Much of this feels like it can be applied to City. Some of their players did feel Guardiola could leave. The Catalan may have insisted they wanted to perform to the maximum, and that can still be true at the same time there is a subconscious slackening.

Now, that certainty has returned. Everyone knows what’s next. The task for Guardiola will be to build another title-winning side.

The task for Mourinho will be to prove his is a title-challenging team. That is why this meeting at the new White Hart Lane is something of a “cards on the table game”.

Spurs have generally been good, and certainly got good results, but there has been a growing sense they have been getting away with it of late. They must show that is merely a top team rising to it when playing badly, rather than one starting to regress to their level. Nothing would prove the former like a win over City, especially ahead of a hugely challenging run.
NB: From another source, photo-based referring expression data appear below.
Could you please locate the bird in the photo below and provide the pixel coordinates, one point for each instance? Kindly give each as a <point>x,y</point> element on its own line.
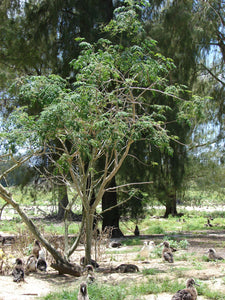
<point>208,223</point>
<point>127,268</point>
<point>93,262</point>
<point>212,255</point>
<point>90,273</point>
<point>41,264</point>
<point>115,244</point>
<point>151,246</point>
<point>31,265</point>
<point>167,254</point>
<point>144,252</point>
<point>83,293</point>
<point>36,248</point>
<point>18,271</point>
<point>189,293</point>
<point>136,231</point>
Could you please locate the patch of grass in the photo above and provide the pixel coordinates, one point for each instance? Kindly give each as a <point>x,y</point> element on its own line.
<point>204,290</point>
<point>12,226</point>
<point>152,271</point>
<point>95,291</point>
<point>132,242</point>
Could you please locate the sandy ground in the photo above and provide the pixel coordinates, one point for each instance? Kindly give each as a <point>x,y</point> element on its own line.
<point>212,273</point>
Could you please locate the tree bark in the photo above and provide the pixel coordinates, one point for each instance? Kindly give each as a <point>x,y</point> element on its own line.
<point>62,201</point>
<point>111,217</point>
<point>68,267</point>
<point>171,206</point>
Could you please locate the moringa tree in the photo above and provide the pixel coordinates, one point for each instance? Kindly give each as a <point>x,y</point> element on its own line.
<point>86,129</point>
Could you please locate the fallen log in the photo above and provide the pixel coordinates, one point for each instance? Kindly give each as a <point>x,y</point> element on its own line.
<point>67,268</point>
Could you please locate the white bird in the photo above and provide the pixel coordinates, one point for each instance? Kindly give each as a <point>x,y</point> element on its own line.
<point>31,265</point>
<point>83,294</point>
<point>144,252</point>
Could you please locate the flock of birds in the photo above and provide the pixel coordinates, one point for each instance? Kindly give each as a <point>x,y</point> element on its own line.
<point>37,261</point>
After this, Spurs face Chelsea, Arsenal, Liverpool and Leicester City in five of their next six games.

City meanwhile can’t afford another draw or more dropped points. They are still in the bottom half of the table. While that has the feeling it is just a freakish position due the season still levelling out, more bad results mean it will become the norm.

They need a spark, and the new contract may bring that. Ferguson noticed an immediate urgency about his team when he went back on his decision to retire in 2002.

That’s how quickly the game can change. That might yet charge this consequential fixture.